Chagall’s musical inspirations went deeper than the representation of musicians. They are expressed in his choice of colours and application of paint. He loved Bach and Mozart, and was also a big jazz fan. Connections between music and art in his work were extended by his creation of the sets for the New York Ballet, including the colourful performance of ‘The Firebird’. His painted ceiling of the Paris Opera house was a 2,600-square-foot canvas covered in 440 pounds of paint. Music inspired the composition and colour intensity as well as the subject matter, commemorating contemporary and historic composers, actors and dancers. He said ‘Colour is vibration like music. Everything is vibration.’ He channelled this by listening to music, with a particular preference for Mozart’s Magic Flute during the painting of the Paris Opera House ceiling, having designed the sets and costumes for the 1967 Metropolitan Opera production of the piece. It is represented in a commemoratory panel to Mozart - a giant angel fills the blue sky while a funny-looking bird plays the flute.

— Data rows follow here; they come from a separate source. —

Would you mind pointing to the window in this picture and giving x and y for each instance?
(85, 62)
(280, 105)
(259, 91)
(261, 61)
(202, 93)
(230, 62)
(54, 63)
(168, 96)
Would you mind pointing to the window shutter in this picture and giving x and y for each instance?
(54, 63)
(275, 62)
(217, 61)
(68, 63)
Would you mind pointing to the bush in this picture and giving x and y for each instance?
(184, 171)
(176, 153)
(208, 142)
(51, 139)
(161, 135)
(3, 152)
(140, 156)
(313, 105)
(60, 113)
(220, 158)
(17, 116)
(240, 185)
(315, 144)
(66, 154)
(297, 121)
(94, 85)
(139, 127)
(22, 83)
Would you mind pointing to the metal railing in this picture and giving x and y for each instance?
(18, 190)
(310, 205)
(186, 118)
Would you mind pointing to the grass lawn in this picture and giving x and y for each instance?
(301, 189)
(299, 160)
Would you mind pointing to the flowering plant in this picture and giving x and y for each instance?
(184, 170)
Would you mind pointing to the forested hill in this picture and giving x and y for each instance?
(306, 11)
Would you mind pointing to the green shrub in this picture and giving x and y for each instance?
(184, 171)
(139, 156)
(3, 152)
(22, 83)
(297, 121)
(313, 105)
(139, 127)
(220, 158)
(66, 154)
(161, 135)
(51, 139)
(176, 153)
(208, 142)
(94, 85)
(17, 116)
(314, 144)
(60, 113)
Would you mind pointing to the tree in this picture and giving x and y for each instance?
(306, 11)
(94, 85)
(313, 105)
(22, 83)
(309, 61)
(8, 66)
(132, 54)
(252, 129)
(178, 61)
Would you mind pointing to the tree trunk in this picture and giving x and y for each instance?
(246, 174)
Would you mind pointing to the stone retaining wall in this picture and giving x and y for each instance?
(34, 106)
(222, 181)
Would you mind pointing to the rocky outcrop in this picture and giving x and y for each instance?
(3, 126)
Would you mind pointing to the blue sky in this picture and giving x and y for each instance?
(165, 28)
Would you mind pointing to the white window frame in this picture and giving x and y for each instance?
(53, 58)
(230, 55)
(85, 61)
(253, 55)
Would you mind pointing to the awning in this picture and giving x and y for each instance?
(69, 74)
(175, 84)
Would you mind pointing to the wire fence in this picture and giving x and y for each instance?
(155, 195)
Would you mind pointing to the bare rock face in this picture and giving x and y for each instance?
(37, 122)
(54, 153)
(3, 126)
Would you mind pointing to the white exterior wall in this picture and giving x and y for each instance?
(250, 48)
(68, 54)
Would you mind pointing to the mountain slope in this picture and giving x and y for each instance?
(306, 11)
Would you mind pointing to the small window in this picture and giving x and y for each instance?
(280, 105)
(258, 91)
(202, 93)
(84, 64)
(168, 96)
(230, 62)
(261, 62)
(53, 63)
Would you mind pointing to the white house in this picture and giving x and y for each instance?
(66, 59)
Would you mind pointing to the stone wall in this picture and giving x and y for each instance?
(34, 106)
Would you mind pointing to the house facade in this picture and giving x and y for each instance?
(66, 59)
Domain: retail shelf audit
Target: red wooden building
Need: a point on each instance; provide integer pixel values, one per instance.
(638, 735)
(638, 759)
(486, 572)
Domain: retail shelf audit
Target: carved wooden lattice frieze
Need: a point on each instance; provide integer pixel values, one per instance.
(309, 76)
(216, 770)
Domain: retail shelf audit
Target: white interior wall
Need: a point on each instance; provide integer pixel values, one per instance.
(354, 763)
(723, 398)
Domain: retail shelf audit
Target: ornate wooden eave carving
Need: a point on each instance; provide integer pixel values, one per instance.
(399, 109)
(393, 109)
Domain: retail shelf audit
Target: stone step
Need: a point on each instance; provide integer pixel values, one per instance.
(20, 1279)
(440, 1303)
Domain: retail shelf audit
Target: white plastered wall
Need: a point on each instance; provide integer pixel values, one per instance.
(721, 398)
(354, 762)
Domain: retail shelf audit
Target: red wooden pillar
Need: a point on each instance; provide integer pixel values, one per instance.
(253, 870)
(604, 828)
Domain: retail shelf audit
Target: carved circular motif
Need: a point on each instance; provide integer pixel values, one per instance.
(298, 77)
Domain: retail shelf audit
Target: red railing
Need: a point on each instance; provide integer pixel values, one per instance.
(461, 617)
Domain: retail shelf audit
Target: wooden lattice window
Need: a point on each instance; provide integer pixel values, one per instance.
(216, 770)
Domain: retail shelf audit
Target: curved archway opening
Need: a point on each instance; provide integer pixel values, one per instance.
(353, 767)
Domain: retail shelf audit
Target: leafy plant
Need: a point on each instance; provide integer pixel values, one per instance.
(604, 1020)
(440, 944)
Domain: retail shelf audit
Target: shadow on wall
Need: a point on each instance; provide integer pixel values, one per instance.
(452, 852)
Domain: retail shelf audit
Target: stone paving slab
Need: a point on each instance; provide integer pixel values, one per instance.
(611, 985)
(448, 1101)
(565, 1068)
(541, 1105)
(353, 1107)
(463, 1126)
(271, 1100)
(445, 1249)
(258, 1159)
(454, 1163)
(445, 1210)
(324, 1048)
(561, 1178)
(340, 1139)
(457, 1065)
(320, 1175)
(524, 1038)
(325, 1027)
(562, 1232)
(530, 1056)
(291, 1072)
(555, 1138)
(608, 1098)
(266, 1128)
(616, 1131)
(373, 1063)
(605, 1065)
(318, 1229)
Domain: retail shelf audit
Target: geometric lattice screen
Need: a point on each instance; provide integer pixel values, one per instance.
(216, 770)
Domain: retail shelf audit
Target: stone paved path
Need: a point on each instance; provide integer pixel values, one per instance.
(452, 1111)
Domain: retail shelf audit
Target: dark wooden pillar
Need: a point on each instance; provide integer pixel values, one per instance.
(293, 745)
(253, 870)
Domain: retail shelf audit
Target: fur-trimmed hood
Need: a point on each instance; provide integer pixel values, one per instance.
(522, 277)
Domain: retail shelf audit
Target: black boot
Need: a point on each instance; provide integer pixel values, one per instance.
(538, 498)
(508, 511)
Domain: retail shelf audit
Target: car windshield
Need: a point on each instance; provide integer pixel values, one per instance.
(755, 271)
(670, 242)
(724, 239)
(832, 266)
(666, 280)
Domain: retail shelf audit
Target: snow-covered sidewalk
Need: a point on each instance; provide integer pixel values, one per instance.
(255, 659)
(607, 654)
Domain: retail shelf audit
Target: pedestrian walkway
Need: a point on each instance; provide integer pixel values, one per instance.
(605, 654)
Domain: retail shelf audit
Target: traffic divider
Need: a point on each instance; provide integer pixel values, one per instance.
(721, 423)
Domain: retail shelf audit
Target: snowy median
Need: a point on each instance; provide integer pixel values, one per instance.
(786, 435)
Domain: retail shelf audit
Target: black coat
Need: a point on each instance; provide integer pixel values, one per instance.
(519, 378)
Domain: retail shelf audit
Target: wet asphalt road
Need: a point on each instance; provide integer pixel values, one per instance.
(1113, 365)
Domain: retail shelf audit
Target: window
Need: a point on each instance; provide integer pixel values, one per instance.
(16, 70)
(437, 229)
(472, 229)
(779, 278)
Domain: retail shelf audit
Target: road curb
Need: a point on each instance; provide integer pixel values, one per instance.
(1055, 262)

Scottish colourist J.D Fergusson was particularly inspired by music and the idea of rhythm. Rhythm was the title of an arts periodical launched in 1911, of which Fergusson was art editor. The cover design was a reworking of one of his paintings, also known as ‘Rhythm’, which depicts a seated female nude. For Fegusson, rhythm meant a vital energy and harmony seen in nature, represented by woman as the source of natural life. Ideas of rhythm also come across in his bold use of line and repeating curves, creating the dynamic forms of the figure and background. Like Chagall, Fergusson took inspiration from the meeting of music and art in ballet, in this case the Ballets Russes which were taking France by storm from 1909-11. Elizabeth Cumming compared his paintings’ themes of surging nature, primitivism and expressive sexuality to Stravinsky’s Rites of Spring.